The Key difference would be cookies are stored in your hard disk whereas a session aren't stored in your hard disk. Sessions are basically like tokens, which are generated at authentication. A session is available as long as the browser is opened.
hope following links will further clarifying your doubts
http://wiki.answers.com/Q/What_is_the_difference_between_session_and_cookies
http://www.allinterview.com/showanswers/74177.html
Cookies store a user's data on their computer.
Session implementations store a user's temporary data on a server (or multiple servers, depending on the configuration).
In each HTTP response, the server has the opportunity to add a header Set-Cookie: {cookie-name}={cookie-data}; {cookie-options}.
The browser will, in every subsequent HTTP request (or as specified by the options), add a header Cookie: {cookie-name}={cookie-data}.
Request #1:
POST /auth/login HTTP/1.1
Host: www.example.com
username=Justice&password=pass1234
Response #1:
HTTP/1.1 307 Temporary Redirect
Set-Cookie: user_id=928
Location: http://www.example.com/dashboard
Request #2:
GET /dashboard HTTP/1.1
Host: www.example.com
Cookie: user_id=928
Response #2:
HTTP/1.1 200 OK
Content-Type: text/html
<html>
<head>...</head>
<body>...</body>
</html>
All future requests will also include the Cookie header.
Cookies are stored on the client as either small text files on the files system (persistent cookies) or in the browsers memory (non-persistent cookies) and passed to the server and returned to the client with each request and response. Persistent cookies will still be available between browser sessions as long as the expiry date has not passed. Non-persistent cookies will be lost once the browser is closed.
Session is stored on the server in memory. Cookies are very often used as a way of preserving the reference to the users session between requests however this can also be done with querystring parameters if cookies are disabled on a clients browser.
A cookie is client side a session is server side
Sessions are stored server side. You can have inproc sessions, which will be stored in memory, or you can store the sessions in an SQL database. You can read more here.

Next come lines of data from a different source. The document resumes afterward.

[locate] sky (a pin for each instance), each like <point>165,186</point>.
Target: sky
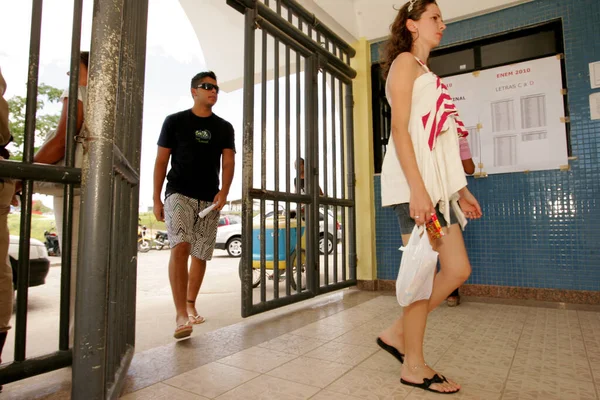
<point>174,56</point>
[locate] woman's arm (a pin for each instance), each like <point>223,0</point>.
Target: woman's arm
<point>402,77</point>
<point>54,149</point>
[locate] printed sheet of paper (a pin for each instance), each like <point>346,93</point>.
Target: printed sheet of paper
<point>595,75</point>
<point>595,105</point>
<point>513,114</point>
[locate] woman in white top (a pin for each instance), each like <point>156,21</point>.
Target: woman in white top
<point>422,174</point>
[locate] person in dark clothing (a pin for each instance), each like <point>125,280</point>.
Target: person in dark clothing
<point>197,142</point>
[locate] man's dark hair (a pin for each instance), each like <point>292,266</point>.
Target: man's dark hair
<point>84,57</point>
<point>198,78</point>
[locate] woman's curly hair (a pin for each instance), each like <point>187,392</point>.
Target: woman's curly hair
<point>401,39</point>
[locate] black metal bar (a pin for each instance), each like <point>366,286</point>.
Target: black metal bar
<point>39,172</point>
<point>288,272</point>
<point>67,233</point>
<point>263,170</point>
<point>302,13</point>
<point>25,229</point>
<point>351,180</point>
<point>335,171</point>
<point>248,162</point>
<point>311,177</point>
<point>276,162</point>
<point>115,391</point>
<point>114,303</point>
<point>89,358</point>
<point>299,189</point>
<point>325,179</point>
<point>337,286</point>
<point>35,366</point>
<point>343,145</point>
<point>124,168</point>
<point>290,30</point>
<point>258,194</point>
<point>274,31</point>
<point>280,302</point>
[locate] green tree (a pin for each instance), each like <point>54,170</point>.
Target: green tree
<point>45,123</point>
<point>38,206</point>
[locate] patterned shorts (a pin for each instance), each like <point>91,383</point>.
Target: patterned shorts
<point>185,226</point>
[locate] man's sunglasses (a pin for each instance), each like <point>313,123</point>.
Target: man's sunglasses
<point>208,86</point>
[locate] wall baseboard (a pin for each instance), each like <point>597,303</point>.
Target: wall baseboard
<point>503,292</point>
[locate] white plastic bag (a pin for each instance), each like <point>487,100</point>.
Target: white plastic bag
<point>417,269</point>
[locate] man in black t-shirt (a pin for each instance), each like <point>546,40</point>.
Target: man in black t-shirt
<point>196,141</point>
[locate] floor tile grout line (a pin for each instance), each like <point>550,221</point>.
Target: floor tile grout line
<point>513,359</point>
<point>596,387</point>
<point>175,387</point>
<point>268,376</point>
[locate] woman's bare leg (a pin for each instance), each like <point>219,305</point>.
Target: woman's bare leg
<point>408,331</point>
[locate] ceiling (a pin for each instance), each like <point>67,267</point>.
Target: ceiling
<point>220,29</point>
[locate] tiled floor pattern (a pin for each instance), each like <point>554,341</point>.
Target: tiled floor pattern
<point>495,351</point>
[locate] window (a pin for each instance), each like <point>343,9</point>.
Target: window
<point>524,44</point>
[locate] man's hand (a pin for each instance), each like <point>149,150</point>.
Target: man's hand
<point>220,200</point>
<point>159,210</point>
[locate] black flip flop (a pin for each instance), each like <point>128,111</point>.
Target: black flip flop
<point>392,350</point>
<point>428,382</point>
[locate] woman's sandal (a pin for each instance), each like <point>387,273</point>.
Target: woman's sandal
<point>428,382</point>
<point>391,349</point>
<point>183,330</point>
<point>196,319</point>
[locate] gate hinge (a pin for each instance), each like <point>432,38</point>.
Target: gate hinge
<point>321,62</point>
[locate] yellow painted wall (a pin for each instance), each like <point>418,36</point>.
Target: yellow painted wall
<point>363,158</point>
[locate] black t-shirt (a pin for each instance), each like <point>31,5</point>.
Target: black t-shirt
<point>196,145</point>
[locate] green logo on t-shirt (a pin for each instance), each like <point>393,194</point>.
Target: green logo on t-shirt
<point>203,136</point>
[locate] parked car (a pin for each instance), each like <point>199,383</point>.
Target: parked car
<point>39,264</point>
<point>229,220</point>
<point>229,237</point>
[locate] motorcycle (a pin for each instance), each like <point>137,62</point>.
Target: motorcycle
<point>51,243</point>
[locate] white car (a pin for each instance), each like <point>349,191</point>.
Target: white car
<point>39,264</point>
<point>229,237</point>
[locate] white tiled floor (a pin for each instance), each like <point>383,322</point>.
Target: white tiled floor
<point>494,351</point>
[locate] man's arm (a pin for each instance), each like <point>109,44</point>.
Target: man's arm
<point>160,172</point>
<point>4,127</point>
<point>228,161</point>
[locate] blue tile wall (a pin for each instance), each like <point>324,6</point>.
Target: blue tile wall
<point>540,229</point>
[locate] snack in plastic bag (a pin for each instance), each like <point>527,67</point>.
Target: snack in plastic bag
<point>434,228</point>
<point>417,269</point>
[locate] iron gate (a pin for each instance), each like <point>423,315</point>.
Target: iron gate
<point>106,265</point>
<point>303,236</point>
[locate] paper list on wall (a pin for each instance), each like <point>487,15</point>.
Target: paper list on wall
<point>595,105</point>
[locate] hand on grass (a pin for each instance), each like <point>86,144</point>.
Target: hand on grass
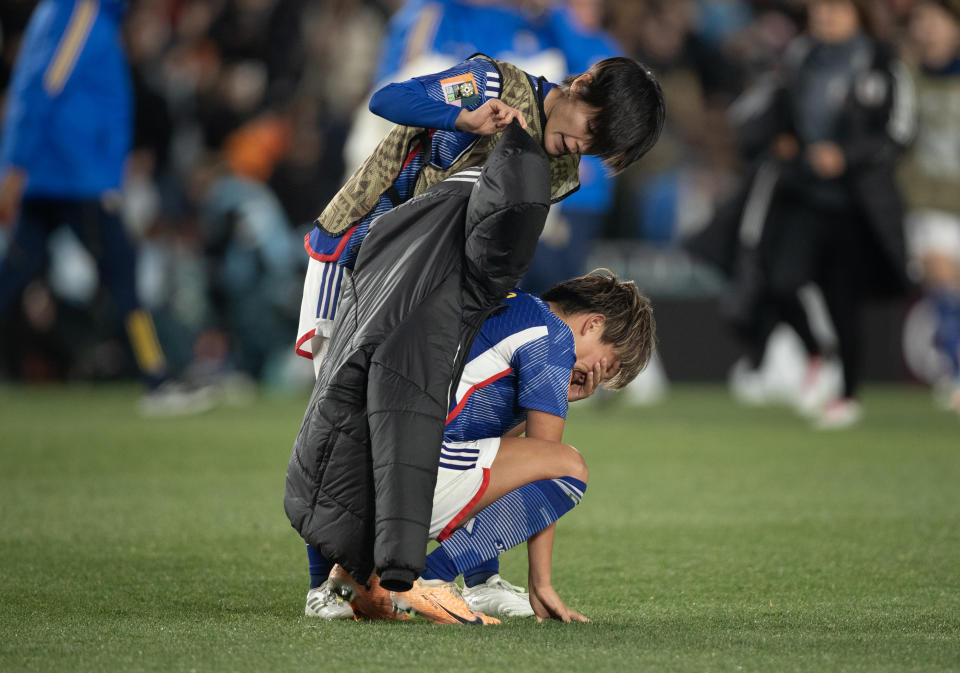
<point>491,117</point>
<point>546,604</point>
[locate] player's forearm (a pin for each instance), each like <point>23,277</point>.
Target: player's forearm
<point>517,431</point>
<point>406,103</point>
<point>540,556</point>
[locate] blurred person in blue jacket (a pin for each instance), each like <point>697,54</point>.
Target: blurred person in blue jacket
<point>66,134</point>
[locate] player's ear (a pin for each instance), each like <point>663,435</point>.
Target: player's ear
<point>594,323</point>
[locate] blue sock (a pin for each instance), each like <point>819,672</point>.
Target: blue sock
<point>947,337</point>
<point>503,524</point>
<point>481,573</point>
<point>319,566</point>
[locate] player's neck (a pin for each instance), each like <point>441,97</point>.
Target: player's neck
<point>556,96</point>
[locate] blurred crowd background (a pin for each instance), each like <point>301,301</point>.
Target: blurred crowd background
<point>249,114</point>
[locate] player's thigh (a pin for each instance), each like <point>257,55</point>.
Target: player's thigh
<point>524,460</point>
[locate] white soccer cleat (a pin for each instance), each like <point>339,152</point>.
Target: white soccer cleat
<point>839,414</point>
<point>173,398</point>
<point>499,598</point>
<point>821,383</point>
<point>323,602</point>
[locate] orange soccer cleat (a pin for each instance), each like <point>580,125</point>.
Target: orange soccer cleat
<point>369,601</point>
<point>440,602</point>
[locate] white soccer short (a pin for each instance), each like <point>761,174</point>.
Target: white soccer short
<point>458,490</point>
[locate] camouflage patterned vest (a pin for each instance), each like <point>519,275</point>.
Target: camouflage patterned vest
<point>376,175</point>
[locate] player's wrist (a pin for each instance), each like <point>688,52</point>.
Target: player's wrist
<point>464,121</point>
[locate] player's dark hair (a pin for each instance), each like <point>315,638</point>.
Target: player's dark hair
<point>629,325</point>
<point>631,110</point>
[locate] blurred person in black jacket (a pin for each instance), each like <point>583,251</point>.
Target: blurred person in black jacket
<point>828,128</point>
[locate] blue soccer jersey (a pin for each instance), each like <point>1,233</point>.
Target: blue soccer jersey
<point>431,101</point>
<point>522,359</point>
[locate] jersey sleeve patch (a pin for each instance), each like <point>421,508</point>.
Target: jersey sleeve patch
<point>460,90</point>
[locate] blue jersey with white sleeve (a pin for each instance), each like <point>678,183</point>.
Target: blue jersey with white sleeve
<point>433,102</point>
<point>522,359</point>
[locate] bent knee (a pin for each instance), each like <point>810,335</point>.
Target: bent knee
<point>575,464</point>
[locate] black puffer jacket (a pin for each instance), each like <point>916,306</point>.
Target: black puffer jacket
<point>364,465</point>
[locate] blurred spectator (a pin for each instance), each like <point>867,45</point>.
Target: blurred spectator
<point>831,127</point>
<point>66,135</point>
<point>931,178</point>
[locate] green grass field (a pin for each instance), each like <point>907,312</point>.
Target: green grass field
<point>712,538</point>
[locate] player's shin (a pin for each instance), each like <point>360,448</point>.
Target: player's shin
<point>503,524</point>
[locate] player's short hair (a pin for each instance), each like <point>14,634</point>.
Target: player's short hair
<point>629,325</point>
<point>631,110</point>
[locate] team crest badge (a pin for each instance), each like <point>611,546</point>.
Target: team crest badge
<point>460,90</point>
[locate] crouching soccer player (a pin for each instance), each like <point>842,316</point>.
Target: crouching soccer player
<point>495,489</point>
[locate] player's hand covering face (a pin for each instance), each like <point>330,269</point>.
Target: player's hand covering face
<point>583,384</point>
<point>491,117</point>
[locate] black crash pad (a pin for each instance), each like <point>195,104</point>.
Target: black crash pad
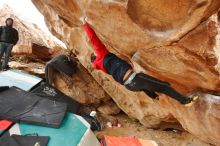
<point>18,140</point>
<point>20,106</point>
<point>47,91</point>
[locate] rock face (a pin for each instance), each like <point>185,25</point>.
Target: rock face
<point>32,40</point>
<point>174,40</point>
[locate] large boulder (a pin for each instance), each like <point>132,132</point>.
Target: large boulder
<point>174,40</point>
<point>32,40</point>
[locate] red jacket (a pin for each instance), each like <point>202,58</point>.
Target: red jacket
<point>99,48</point>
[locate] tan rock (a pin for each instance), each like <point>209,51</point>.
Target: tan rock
<point>110,108</point>
<point>81,87</point>
<point>176,41</point>
<point>32,40</point>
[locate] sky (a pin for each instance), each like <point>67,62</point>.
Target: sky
<point>27,9</point>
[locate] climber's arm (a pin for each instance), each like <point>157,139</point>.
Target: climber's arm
<point>99,47</point>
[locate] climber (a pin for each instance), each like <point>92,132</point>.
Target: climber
<point>122,71</point>
<point>8,38</point>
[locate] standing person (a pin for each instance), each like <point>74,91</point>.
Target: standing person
<point>122,72</point>
<point>8,38</point>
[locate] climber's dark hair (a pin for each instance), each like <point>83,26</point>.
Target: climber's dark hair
<point>93,57</point>
<point>9,19</point>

Cookies are stored on the client's computer. This means that it's not recommended to store important details in a cookie, because clients could easily manipulate them.
Cookies are a small text file stored on the client that can hold domain specific information,
a session is held server side in either memory, a database or a seperate server and keyed via a session key, they are meant only to persist for a 'session' where as a cookie can persist for a length of time or indefinately therefore being usable in multiple sessions.
They are not the same thing. A Session is a concept whereby the state of a single user's browsing session is stored.
Cookies are a good means of implementing this concept, thus the widespread practice of "Session cookies".
The main difference between data stored in session and cookies is that data stored in session is stored on the server side (user can't operate on such data), while cookies are stored on a client side. They might be manipulated somehow by user. If you have a really sensitive data - then store it in session. But all other data you can store in cookies not to overload the server.